For R. B. Morris, a prolific singer, songwriter, and playwright from Knoxville, Tennessee, reverie is a subtle but powerful trigger. Recently he explained why:

It's the starting point for me, the threshold of creativity. It's the moment where all your other mental and physical functions fold into “dreamy thinking or imagining,” as Webster's says, “fanciful musing, a visionary notion.” If we really want to cultivate our creativity, we simply need to schedule our lives around the production of reverie. Frankly, I have to declare myself severely undisciplined in matters of creativity, but I do try to move toward those times of day when reverie comes easiest, such as the hours of waking or before sleep. The mind seems more willing then to throw off the harness of the world and allow the otherworldly to emerge. Of course, then one has to cultivate one's own process of observing and taking notes. Still, for all one's cultivation, the muse has a tendency to come and go as she pleases. So it's best to keep pen and paper at hand, even if I'm driving my pickup up on the mountain, and be ready to roll with the reverie whenever it occurs.

You know that a deep chord has been struck in you when a story, an image, a color, a drawn line, a melody taunts you until you figure out why you've been so deeply shaken. Australian director Peter Weir's film, The Year of Living Dangerously, did just that to me when it was released over twenty years ago. Rarely a day goes by that I don't hear the voice of actress Linda Hunt, playing a male stringer for a Malaysian newspaper at the time of Sukarno's overthrow, asking plaintively: “What then must we do?” She asks this at the crisis point when she takes a stand for all she believes in, even at the risk of her life. She asks it again and again in a fierce voiceover as her fingers fly across her typewriter keys. The challenging question is taken from Tolstoy's Confession, a searing account of his mid-life spiritual crisis when he saw “nothing ahead except ruin.” The answer came to him in a voice: “See that you remember.” Then he woke up.

With the whole world coming at us like a great thrashing wave, how do we recognize and remember reverie, especially when technology is now doing so much of the recall for us?
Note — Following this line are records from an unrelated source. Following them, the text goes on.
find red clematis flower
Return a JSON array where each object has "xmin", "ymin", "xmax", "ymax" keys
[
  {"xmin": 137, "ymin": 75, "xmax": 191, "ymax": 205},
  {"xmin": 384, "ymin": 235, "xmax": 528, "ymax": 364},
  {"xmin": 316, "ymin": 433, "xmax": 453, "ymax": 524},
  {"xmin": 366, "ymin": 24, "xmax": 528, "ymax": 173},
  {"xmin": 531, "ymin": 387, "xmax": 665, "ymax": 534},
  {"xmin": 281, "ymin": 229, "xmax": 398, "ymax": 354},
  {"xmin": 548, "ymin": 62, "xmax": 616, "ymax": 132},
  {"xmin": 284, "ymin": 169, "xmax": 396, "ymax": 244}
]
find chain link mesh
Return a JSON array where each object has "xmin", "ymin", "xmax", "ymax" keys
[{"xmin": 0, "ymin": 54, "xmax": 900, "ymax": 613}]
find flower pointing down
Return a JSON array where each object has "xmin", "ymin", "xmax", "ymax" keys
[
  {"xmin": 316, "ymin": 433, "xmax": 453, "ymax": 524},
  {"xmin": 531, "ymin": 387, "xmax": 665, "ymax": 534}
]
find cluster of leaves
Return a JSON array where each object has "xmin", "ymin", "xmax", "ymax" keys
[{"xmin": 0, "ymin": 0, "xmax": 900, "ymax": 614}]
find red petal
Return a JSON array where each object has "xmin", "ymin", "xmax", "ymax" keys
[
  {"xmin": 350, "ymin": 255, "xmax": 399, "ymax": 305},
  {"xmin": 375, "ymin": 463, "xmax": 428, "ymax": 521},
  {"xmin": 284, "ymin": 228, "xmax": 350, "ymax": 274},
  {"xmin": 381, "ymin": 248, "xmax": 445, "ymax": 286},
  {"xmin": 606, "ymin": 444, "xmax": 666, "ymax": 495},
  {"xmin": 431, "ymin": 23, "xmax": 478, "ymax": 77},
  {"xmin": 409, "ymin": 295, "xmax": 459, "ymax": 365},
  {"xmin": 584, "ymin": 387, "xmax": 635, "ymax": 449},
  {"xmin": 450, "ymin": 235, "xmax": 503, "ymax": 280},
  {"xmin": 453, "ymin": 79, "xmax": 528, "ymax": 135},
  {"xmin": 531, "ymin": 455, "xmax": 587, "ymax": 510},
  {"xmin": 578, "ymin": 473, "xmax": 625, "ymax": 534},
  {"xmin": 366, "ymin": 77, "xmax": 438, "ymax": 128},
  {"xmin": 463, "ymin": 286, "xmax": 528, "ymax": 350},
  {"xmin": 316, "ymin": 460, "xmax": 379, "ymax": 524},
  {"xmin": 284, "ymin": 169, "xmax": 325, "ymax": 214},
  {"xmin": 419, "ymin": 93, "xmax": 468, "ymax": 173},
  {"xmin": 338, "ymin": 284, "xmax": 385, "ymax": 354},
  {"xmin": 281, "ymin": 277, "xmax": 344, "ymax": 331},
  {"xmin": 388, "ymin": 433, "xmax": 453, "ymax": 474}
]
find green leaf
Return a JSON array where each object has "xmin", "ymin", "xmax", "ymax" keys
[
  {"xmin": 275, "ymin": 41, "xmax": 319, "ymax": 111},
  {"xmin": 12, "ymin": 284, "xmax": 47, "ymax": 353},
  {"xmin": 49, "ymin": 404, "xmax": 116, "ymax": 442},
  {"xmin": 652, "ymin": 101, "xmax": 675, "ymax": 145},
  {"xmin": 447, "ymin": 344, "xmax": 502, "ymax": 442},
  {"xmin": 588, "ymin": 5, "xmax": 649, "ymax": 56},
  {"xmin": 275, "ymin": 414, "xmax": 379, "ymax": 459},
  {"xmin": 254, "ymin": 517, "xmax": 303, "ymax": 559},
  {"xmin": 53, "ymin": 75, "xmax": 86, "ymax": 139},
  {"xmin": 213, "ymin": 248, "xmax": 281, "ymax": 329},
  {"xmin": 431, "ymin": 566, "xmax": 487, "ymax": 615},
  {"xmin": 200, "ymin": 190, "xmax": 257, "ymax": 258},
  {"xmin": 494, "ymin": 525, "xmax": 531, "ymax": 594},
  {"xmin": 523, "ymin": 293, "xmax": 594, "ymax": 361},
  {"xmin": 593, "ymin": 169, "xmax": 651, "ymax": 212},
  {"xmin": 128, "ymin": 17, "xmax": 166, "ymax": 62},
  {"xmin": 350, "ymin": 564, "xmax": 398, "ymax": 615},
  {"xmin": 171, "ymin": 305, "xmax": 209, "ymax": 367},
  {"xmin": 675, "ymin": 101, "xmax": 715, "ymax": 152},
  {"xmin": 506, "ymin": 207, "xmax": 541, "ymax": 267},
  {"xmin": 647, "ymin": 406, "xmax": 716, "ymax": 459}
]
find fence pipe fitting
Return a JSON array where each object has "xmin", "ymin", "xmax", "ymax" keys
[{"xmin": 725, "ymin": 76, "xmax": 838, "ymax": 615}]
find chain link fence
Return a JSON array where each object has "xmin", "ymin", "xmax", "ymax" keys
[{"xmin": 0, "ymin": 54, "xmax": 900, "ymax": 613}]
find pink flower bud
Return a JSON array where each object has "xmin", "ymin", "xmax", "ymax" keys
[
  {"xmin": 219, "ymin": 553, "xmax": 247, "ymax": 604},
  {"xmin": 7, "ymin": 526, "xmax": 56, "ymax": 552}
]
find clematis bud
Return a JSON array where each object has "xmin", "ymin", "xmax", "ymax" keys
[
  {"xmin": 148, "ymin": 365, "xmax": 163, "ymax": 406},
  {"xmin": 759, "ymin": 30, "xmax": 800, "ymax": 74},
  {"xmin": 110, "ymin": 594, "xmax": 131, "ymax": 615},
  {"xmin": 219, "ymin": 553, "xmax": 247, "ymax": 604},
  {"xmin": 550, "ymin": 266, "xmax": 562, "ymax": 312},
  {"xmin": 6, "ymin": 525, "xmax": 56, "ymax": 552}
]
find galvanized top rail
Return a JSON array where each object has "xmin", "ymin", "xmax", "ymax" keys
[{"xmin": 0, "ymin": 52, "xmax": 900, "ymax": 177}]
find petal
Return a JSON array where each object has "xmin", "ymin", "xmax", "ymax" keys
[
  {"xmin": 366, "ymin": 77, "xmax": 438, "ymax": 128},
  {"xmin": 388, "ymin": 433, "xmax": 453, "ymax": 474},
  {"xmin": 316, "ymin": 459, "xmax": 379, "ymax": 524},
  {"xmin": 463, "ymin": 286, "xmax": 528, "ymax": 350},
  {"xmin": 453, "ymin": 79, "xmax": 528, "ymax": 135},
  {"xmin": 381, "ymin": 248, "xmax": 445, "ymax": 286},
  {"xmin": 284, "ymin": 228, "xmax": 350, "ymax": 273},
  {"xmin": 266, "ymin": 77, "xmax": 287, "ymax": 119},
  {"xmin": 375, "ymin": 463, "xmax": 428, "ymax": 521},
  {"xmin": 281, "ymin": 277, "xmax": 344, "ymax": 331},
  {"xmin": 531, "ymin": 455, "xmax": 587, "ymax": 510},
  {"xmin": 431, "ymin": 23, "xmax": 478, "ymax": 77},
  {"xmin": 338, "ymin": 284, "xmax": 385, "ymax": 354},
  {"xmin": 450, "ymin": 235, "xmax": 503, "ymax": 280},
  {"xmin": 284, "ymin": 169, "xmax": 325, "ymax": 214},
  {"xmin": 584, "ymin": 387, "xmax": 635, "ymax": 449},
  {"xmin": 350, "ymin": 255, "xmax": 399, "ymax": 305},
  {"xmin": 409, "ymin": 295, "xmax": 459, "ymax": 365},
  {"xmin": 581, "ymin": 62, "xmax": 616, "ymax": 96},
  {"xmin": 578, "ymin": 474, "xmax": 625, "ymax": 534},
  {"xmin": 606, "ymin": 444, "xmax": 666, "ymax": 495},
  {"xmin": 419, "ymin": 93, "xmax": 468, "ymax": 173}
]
There's only one trick I know of and it's not really a ruse. Write it down. Beat poet Gary Snyder once told me: “The only difference between writers and everybody else is that we always keep a thirty-nine cent notebook in our pockets. You never know when the inspiration might hit.” Many years later, I was startled to hear, in a radio interview with author Anne Rice, that she relied so heavily on daydreams that, for her, writing is daydreaming, which sometimes provides coded messages, including entire characters, like the twins in The Queen of the Damned. Jorge Borges ardently claimed in his Harvard lecture on craft that all writing is guided dream. Shadowbox artist Joseph Cornell said his work happened in a half-sleep. “Our dreams are a second life,” he said, “the overflowing of the dream into real life.” Photographer-artist Joanne Warfield tells me that reverie comes to her “in the form of enchantment or trance. I watch thoughts, ideas, and images floating by like leaves on a stream of consciousness. Sometimes when I'm in the midst of creating, reverie appears as inspiration for me to try something innovative—but I have to be alert, which can be hard when you're enchanted.”